Cette réponse sembla agacer le serpent qui enchaîna plus tôt
— Que veux-tu, humain ?
— Je veux que tu laisses mon ami tranquille et que tu quittes le château
— Celui qui m'a invoqué m'a laissé ici affamé avec ton ami pour seule nourriture, mais je n'ai pas de venin et elle ne se laisse pas étouffer.
— Je crains qu'elle ne soit très têtue sur ce sujet. Autour du château il y a une forêt avec plein de proie beaucoup plus (...)
— Nourrie moi et je m'en irais.
— Les gars quelqu'un veut bien nourrir le serpent ? Harry se retourna et vit tous les autres le regarder avec un air horrifié (à l'exception de Luna Lovegood qui regardait le plafond en souriant)
— Heu les gars. Qu'est ce qui se passe ? Demanda Harry
Il s'approcha et tous (à l'exception de Lucas) sortir leur baguette et la pointèrent sur lui.
— Bouge pas espèce de salops. Peter est parti prévenir Chourave.
Harry les regarda avec un air mi-ahuri mi- horrifié
— Non mais calmez-vous les gars. C'est Harry. Déclara Lucas
— T'es dans le coup avec lui ? Il t'a promis que si vous l'aider à nous attirer dans ce traquenard il vous laisserait la vie sauve à toi et à ta petite amie ?
— On n'est pas ensemble. Hurlèrent Lucas et Jenny de manière synchronisée.
Le serpent pendant ce temps se détourna d'eux et se rapprocha de Jenny qui cria et le repoussa en agitant son pied
— Laisse là et disparaît ou je te tue moi-même. Tentât de bluffer un Harry excéder.
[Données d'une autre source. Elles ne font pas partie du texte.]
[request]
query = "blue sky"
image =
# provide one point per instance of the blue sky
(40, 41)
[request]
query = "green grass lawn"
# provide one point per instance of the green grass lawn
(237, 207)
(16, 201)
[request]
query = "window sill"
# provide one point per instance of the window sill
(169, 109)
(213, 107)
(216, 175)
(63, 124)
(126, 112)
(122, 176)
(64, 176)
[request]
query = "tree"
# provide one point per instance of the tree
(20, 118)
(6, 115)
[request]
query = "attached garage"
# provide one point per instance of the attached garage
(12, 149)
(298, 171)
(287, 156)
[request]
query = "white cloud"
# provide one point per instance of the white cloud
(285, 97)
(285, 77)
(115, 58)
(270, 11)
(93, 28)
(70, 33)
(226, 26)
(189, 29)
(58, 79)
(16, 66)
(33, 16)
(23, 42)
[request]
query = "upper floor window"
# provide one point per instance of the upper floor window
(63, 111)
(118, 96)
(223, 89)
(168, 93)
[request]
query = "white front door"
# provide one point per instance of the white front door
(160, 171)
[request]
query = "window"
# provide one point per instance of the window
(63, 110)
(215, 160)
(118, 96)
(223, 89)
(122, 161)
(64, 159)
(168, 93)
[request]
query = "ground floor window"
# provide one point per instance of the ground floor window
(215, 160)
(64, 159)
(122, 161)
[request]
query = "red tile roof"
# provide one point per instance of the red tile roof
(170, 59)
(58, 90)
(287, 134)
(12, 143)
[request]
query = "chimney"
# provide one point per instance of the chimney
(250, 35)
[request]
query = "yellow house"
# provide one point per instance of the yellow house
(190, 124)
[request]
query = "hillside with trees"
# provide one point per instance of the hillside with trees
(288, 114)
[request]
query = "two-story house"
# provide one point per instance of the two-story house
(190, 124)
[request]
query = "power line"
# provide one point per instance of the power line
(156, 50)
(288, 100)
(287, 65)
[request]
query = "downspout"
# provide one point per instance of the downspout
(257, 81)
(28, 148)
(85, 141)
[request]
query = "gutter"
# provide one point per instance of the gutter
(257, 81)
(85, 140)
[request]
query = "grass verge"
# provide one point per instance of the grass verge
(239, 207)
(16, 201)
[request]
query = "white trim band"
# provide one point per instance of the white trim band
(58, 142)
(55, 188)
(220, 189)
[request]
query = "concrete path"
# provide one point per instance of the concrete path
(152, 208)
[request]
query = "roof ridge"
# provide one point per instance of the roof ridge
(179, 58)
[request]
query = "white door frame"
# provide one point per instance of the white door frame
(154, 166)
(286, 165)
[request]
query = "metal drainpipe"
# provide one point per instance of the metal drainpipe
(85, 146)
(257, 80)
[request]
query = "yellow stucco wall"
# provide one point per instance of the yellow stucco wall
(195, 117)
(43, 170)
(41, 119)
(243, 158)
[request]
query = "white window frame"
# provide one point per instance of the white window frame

Le serpent qui ne savait pas qu'aucun des sorciers de première année en face de lui ne connaissait de magie assez puissante pour le vaincre décida de s'en aller vers cette forêt giboyeuse dont cet arrogant deux jambes lui avait parlé. Mais voyant ce gigantesque serpent apparemment immunisé contre les sorts les plus basiques se diriger dans leur direction, les élèves prirent peur et commencèrent à lancer des sorts contre Harry.
Harry esquiva grâce à des réflexes acquis durant des années de pratique du foot. Heureusement pour lui la plupart de ses adversaires n'étaient pas assez doué avec la magie pour viser correctement même à une aussi faible distance. Mais malheureusement pour Jenny qui était toujours attaché aux tuyaux il visait tellement mal qu'elle fut frôlée par un sort orange inconnu qui mit le feu à la cloison des toilettes ou elle était attachée.
— Les amis, la prochaine fois laissez-moi avec le serpent. Déclara t'elle.